Conhecemos a luta em que te pões,
Pedindo-nos concurso e entendimento,
A fim de atenuar o sofrimento
De tantos corações
Atolados na sombra em velhos climas
De rebeldia, angústia e indiferença,
Companheiros dos quais nos aproximas,
Agora e em toda parte,
A fim de interpretar-te
A divina presença.
É por isto, Senhor, que te imploramos:
Faze-nos olvidar as bagatelas
Entre as quais nos perdemos...
Arreda-nos do passo todas elas
De modo que possamos entender
O serviço contigo por dever.
Ajuda-nos, Senhor,
A lembrar-te e a esquecer
Tudo quanto se ligue a pensamento vão,
Para que o nosso amor jamais se torça,
Porque somente em ti, Jesus, existe a força
Que nos leve a entregar-te o coração.
SABER AMAR
Irmão Saulo
Às vésperas do Natal, a poetisa Maria Dolores nos lembra o mandamento do amor. Se o houvéssemos obedecido, a Terra seria hoje um mundo tranquilo e feliz. Como não fomos capazes de segui-lo, vemo-nos envolvidos em lutas inglórias e submetidos a terríveis ameaças. Quando Jesus advertiu os discípulos contra o fermento dos fariseus, eles entenderam que o Mestre lhes falava de pão. Dois milênios depois fazemos o mesmo. O fermento do orgulho e da vaidade nos leva a desfigurar os seus ensinos e rejeitar as suas palavras. Somos alunos repetentes de muitos séculos!

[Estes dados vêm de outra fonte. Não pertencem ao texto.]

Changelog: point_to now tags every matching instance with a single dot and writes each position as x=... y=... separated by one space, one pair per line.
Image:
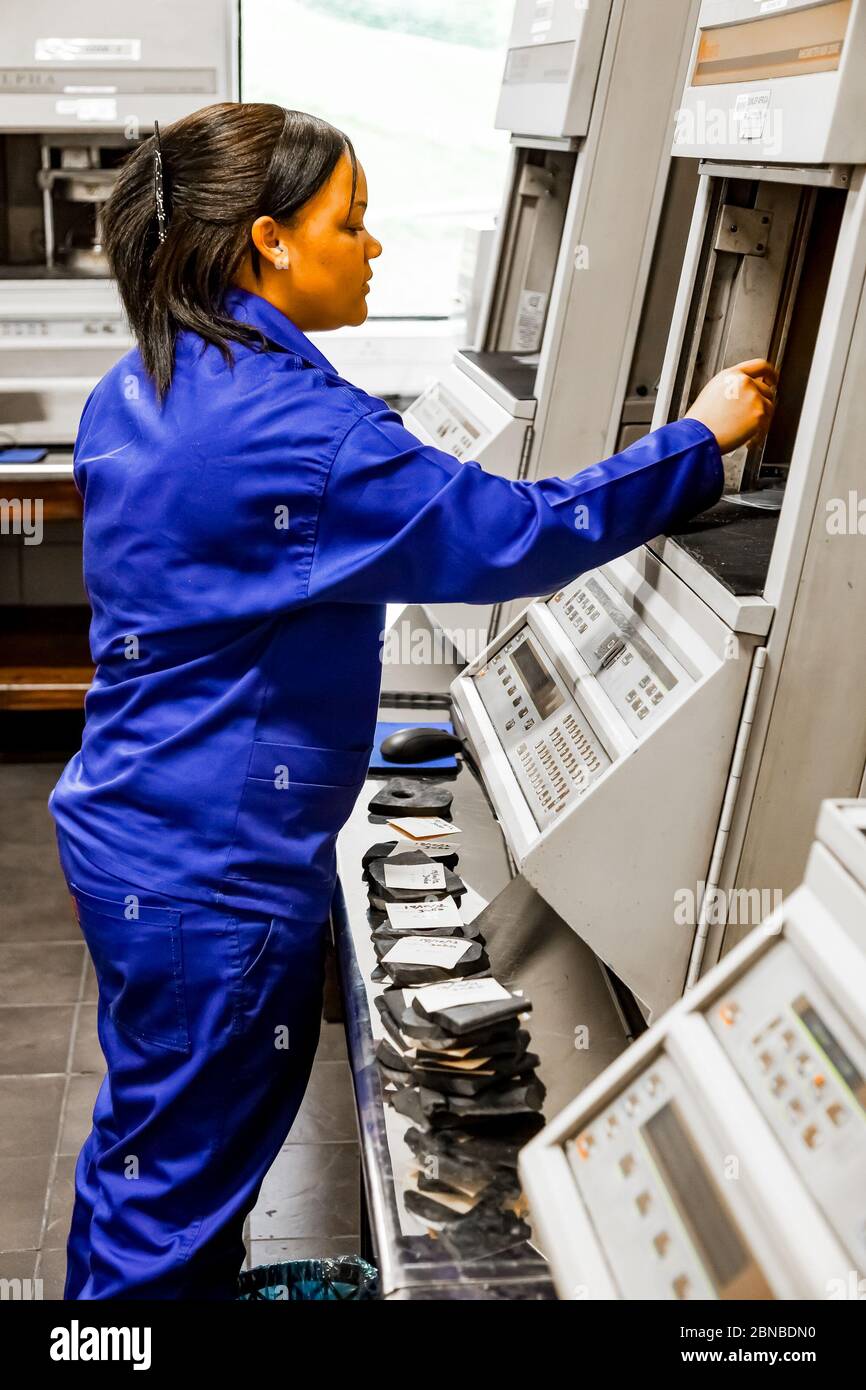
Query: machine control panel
x=638 y=674
x=805 y=1068
x=655 y=1194
x=449 y=424
x=549 y=742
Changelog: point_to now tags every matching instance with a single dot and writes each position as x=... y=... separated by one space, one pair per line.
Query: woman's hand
x=738 y=403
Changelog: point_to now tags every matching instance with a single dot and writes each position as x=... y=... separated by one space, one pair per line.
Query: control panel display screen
x=776 y=46
x=540 y=684
x=651 y=1178
x=805 y=1066
x=730 y=1264
x=640 y=677
x=831 y=1048
x=553 y=749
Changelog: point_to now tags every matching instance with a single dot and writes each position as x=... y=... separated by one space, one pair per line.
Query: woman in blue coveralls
x=248 y=514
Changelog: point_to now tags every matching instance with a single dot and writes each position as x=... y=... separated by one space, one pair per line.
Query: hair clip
x=157 y=182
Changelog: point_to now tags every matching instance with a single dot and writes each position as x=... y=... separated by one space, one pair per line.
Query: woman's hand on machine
x=738 y=403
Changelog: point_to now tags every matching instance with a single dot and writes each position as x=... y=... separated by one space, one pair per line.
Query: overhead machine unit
x=565 y=364
x=631 y=726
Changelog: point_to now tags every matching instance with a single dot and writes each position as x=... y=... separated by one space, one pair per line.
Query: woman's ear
x=266 y=239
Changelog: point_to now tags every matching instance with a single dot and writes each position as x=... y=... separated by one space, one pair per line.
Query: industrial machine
x=590 y=242
x=640 y=727
x=78 y=89
x=722 y=1155
x=70 y=110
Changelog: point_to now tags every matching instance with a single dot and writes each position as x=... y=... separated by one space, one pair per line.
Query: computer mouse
x=419 y=744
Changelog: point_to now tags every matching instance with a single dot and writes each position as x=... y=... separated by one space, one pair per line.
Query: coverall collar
x=260 y=313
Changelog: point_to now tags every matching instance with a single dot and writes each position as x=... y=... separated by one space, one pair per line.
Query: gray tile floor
x=52 y=1065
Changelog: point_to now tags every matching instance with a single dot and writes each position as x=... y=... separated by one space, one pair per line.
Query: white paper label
x=751 y=114
x=424 y=827
x=88 y=109
x=401 y=848
x=419 y=916
x=462 y=991
x=442 y=951
x=530 y=320
x=413 y=876
x=88 y=50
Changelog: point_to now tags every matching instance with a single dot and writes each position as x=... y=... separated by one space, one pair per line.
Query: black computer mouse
x=419 y=744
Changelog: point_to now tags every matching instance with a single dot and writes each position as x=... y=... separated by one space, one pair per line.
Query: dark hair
x=223 y=167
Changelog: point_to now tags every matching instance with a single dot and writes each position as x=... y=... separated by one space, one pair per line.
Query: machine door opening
x=761 y=288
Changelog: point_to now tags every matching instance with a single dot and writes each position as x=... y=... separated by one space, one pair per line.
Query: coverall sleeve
x=403 y=521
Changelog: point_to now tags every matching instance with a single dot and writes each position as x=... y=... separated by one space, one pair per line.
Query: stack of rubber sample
x=456 y=1055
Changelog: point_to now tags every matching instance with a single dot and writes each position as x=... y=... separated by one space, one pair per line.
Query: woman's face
x=328 y=255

O item 5 do capítulo VI de O evangelho segundo o espiritismo, citado por Chico Xavier, constitui-se de uma mensagem do Espírito da Verdade, que há mais de um século repetiu-nos, como porta-voz de Cristo, o seu ensino esquecido: “Espíritas, amai-vos, eis o primeiro ensinamento; instrui-vos, eis o segundo”. A mensagem é dirigida aos espíritas, na era da razão, porque eles devem estar em condições de compreendê-la.
Não basta amar, é preciso saber amar. Jesus não nos trouxe apenas o amor, mas também a verdade. Ensinou-nos a raciocinar, a buscar o sentido da vida, a não nos perdermos de novo nas trevas da vaidade farisaica. Por isso o Espírito da Verdade acentua: "Instrui-vos".
O espiritismo é a Renascença cristã, segundo a bela definição de Emmanuel. Inicia na Terra uma fase nova da Ilustração, de Iluminismo, desalojando a nossa mente do fanatismo sectário. No Renascimento tivemos a iluminação das ciências. No espiritismo temos a iluminação da verdade, sob as luzes conjugadas da ciência, da filosofia e da religião.
Não temos o direito de nos perdermos de novo em jogos de palavras, como fizeram os sofistas gregos, os rabinos judeus, os clérigos medievais. Não temos o direito de corrigir os textos de Jesus e Kardec segundo a medida estreita de nossa miopia mental. Precisamos instruir-nos, arejar-nos, libertar-nos dos preconceitos para não confundirmos o fermento do passado com o pão de cada dia que o padeiro nos entrega.
A prece de Maria Dolores é um convite de Natal à compreensão profunda das lições do Mestre, à rejeição “das bagatelas entre as quais nos perdemos”, como crianças que brincam com os seixos da praia sem compreender a extensão e a profundidade do mar.
Abençoada lição que nos dá a grande poetisa do além: deixemos de lado os bilros das palavras e cuidemos do sentido real dos ensinos de Jesus, pondo-nos em prática na realidade da vida. Neste Natal, o Mestre nos olha compassivo, perguntando a si mesmo até quando continuaremos apegados à ilusão dos sofismas, tentando corrigir os seus ensinos.